I was led to believe this was in fact true through a series of events in my life.
I had just started my Bachelor’s degree in Business Administration at the American University of Beirut when I first stumbled upon Mohamad Abdouni’s Instagram page (@texting_bitches). I had previously seen his short movie advertisement for Farfetch and was eager to discover more of his out of the box content. After spending hours analyzing his art, I was completely drawn to his state of mind and the way he showcased it to the world AKA the Instagram community. Months after following his account, I got the opportunity to meet the man behind my favorite posts and I could not help but seize it. I attended a portrait session he had advertised through his story, and I was happy to see my intuition was right. He was not only a great photographer, but a great human as well. His passion for his job was uncanny and it was strong enough to make me realize I was in the wrong field of studies.

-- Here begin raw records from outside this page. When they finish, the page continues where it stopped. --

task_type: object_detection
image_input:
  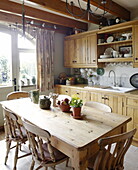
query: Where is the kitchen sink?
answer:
[84,86,135,93]
[104,86,135,93]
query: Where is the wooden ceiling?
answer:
[0,0,130,31]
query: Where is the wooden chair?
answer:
[84,101,112,112]
[88,129,136,170]
[7,91,29,100]
[3,107,31,170]
[22,119,68,170]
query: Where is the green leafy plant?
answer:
[70,95,83,107]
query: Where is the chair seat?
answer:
[39,143,67,163]
[9,126,27,143]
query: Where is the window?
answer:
[0,32,12,86]
[18,35,36,86]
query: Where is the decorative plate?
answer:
[106,36,114,43]
[104,48,114,56]
[130,73,138,88]
[97,68,104,76]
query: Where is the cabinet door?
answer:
[87,34,97,65]
[90,92,102,102]
[102,94,123,115]
[126,106,138,141]
[74,37,87,65]
[133,25,138,67]
[64,39,75,67]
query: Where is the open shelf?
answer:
[98,39,132,46]
[98,57,133,63]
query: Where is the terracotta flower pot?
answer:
[72,107,81,118]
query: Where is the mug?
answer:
[30,89,39,104]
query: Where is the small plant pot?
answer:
[72,107,81,118]
[58,105,71,112]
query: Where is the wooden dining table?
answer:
[0,98,131,170]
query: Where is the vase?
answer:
[30,89,39,104]
[72,107,81,118]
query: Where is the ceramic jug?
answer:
[112,50,119,58]
[30,89,39,104]
[39,96,51,110]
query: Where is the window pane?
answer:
[18,34,35,49]
[19,52,36,86]
[0,32,12,86]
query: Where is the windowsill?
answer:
[21,84,36,88]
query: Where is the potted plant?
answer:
[70,95,83,118]
[57,98,71,112]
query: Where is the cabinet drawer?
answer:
[126,98,138,107]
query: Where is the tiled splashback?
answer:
[80,64,138,87]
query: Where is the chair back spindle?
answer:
[23,120,55,162]
[94,129,136,170]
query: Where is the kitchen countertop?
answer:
[56,84,138,97]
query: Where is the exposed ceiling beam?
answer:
[27,0,99,24]
[0,0,88,30]
[0,12,72,34]
[84,0,130,21]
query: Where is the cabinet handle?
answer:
[105,97,109,100]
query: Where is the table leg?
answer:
[71,149,88,170]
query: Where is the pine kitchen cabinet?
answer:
[64,33,97,68]
[90,92,124,115]
[125,97,138,145]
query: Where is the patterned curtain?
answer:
[36,29,54,92]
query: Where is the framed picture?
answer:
[119,45,132,55]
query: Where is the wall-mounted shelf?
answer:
[98,39,132,46]
[98,57,133,63]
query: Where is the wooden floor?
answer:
[0,132,138,170]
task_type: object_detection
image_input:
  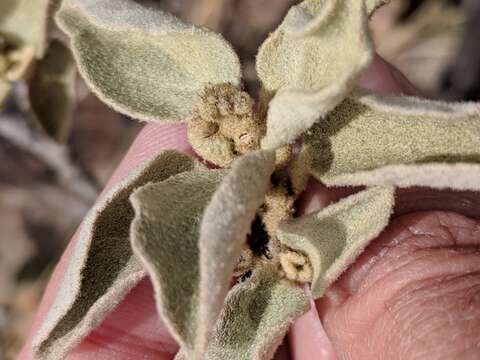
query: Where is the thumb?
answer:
[18,125,193,360]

Today, I decided to interview Mohamad, the man whose work made me understand the influence of art on people and helped make the switch from studying Business to studying Creative Direction, a major where I hope to develop the same skills he already possesses.
We conducted the meeting over Zoom where after we got familiar with each other’s lives, I asked him some more specific questions.

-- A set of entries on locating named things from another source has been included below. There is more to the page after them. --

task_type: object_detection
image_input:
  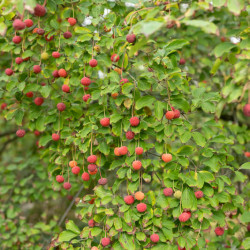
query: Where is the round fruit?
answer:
[150,234,160,243]
[163,188,173,196]
[58,69,67,78]
[56,175,64,183]
[12,36,22,44]
[126,34,136,43]
[56,102,66,111]
[161,154,172,162]
[194,191,203,199]
[124,195,135,205]
[81,77,91,86]
[71,166,81,174]
[33,65,42,74]
[165,111,174,120]
[110,54,120,62]
[100,117,110,127]
[52,134,60,141]
[87,155,97,163]
[68,17,76,26]
[89,59,98,68]
[62,84,70,93]
[126,131,135,140]
[16,129,26,137]
[63,182,71,190]
[132,161,142,170]
[135,191,145,201]
[136,203,147,213]
[34,97,44,106]
[82,172,89,181]
[135,147,143,155]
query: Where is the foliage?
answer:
[0,0,250,250]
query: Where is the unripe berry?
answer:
[89,59,98,68]
[132,161,142,170]
[68,17,76,26]
[56,102,66,111]
[34,97,44,106]
[135,147,143,155]
[62,84,70,93]
[81,76,91,86]
[16,129,26,137]
[63,182,71,190]
[52,134,60,141]
[56,175,64,183]
[130,116,140,127]
[100,117,110,127]
[82,172,89,181]
[12,36,22,44]
[110,54,120,62]
[161,154,172,162]
[124,195,135,205]
[24,19,33,28]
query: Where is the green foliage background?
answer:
[0,0,250,250]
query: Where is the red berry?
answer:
[56,175,64,183]
[52,134,60,141]
[52,70,60,78]
[34,4,46,17]
[24,19,33,28]
[126,131,135,140]
[81,77,91,86]
[12,36,22,44]
[13,19,25,30]
[135,147,143,155]
[88,219,95,227]
[214,227,224,236]
[87,155,97,163]
[62,84,70,93]
[98,178,108,185]
[165,111,174,120]
[82,94,90,102]
[179,212,191,222]
[150,234,160,243]
[15,57,23,64]
[52,51,61,58]
[136,203,147,213]
[82,172,89,181]
[5,68,14,76]
[68,17,76,26]
[163,188,173,196]
[110,54,120,62]
[71,166,81,174]
[118,146,128,155]
[63,182,71,190]
[124,195,135,205]
[194,191,203,199]
[179,58,186,65]
[120,78,129,85]
[132,161,142,170]
[89,59,98,68]
[243,103,250,116]
[56,102,66,111]
[26,91,34,98]
[126,34,136,43]
[101,238,110,247]
[63,31,72,39]
[33,65,42,74]
[100,117,110,127]
[130,116,140,127]
[16,129,26,137]
[34,97,44,106]
[58,69,67,78]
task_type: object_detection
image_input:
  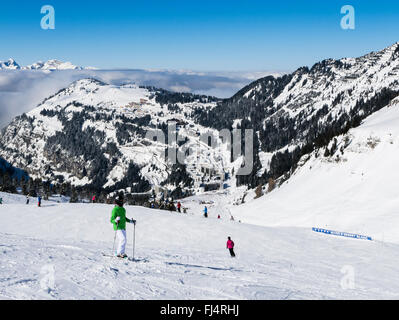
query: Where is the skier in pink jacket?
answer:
[226,237,236,258]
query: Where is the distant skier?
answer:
[204,206,208,218]
[226,237,236,258]
[111,197,136,258]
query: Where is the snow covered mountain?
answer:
[197,43,399,187]
[231,98,399,243]
[0,43,399,199]
[0,59,93,71]
[0,59,21,70]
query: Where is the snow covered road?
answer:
[0,195,399,299]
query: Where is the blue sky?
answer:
[0,0,399,71]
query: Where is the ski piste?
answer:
[101,252,149,262]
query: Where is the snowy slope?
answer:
[0,194,399,299]
[231,99,399,242]
[0,79,229,192]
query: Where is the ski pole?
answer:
[133,223,136,261]
[112,222,118,255]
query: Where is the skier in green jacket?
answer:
[111,197,136,258]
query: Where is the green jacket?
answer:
[111,206,130,230]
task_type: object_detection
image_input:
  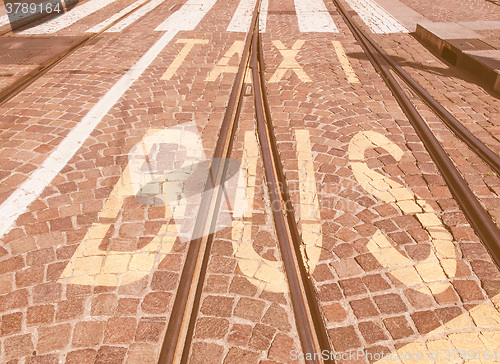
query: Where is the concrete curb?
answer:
[413,23,500,92]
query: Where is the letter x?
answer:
[269,40,312,83]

Q: Could you describe to me what you do for a living?
A: I think that is extremely broad. Not just for me I think but for everyone in a similar field. You kind of have to do a million things at once. The first thing I would say is that I am a documentary photographer and filmmaker. I try to explore marginalized communities as much as possible, especially queer communities in South West Asia and North Africa. What the west calls the Middle East; I do that through photo series, films and through different artistic practices. But this of course does not pay the bills. What I do to pay the bills is that I am a fashion photographer and I work with brands such as Burberry and Gucci. I work with publications like Vogue, Dazed, L’Officiel… So that is what kind of makes the money. I am also editor-in-chief of a queer photo journal based in Beirut called “Cold Cuts”, and I teach image and fashion communication to university students. That’s basically what I do in a nutshell.
Q: As a documentary photographer that explores specific communities through his works, what is the main message you try to communicate through your pictures?
A: I am not entirely sure there is one overruling message. When I am working on a project most of the time I don’t really have a message in mind. I simply venture into a project because I find a subject, community or a couple spectacular or fascinating and basically what I do is I share these people’s uniqueness with the world. That is what drives me to do what I do.
Q: What is the public’s reaction to your art?
A: Some like it, some don’t but most importantly I make sure that none of it affects what I do and how I do it.
Q: Did you ever feel threatened because of your art?
A: Of course. That’s very normal in the line of shit that I do.
Q: Do you feel like your art helped with LGBTQ acceptance in Beirut?
A: Every little thing that anyone does helps. Whether it’s some other artist in Lebanon that has dealt with this subject, NGOs that have taken this responsibility on their shoulders, a writer who decides to write a piece on this subject, book, short novel, or poem or whether it’s a filmmaker or photographer. Every little bit helps. It helps make our community more visible and could help people within our community that may be much younger and may have a harder time accepting themselves.
Q: I loved to see that you were able to plan an event for Cold Cuts at B018, one of Lebanon’s most popular nightclubs. Could you tell me more about the event and the reactions it led to?
A: It was a great night. BO18 came to us and wanted to collaborate with us on a party they would throw for the queer community to come and have a blast, without fearing other peoples’ judgements. We had drag and queer performances from Beirut and Paris. Funnily enough I did not get any negative backlash concerning the event. It was a lot of fun.
Q: Do you have a message you’d like to send to aspiring photographers in Beirut that might feel helpless sometimes?
A: I can’t help with the feeling of helplessness because I still struggle with it at times. I don’t think I’ll ever be rid of it. But if I were to say one thing, it would be: Never leave the house without your camera. I do, and I regret it more often than not. Good photos happen when you don’t have it on you.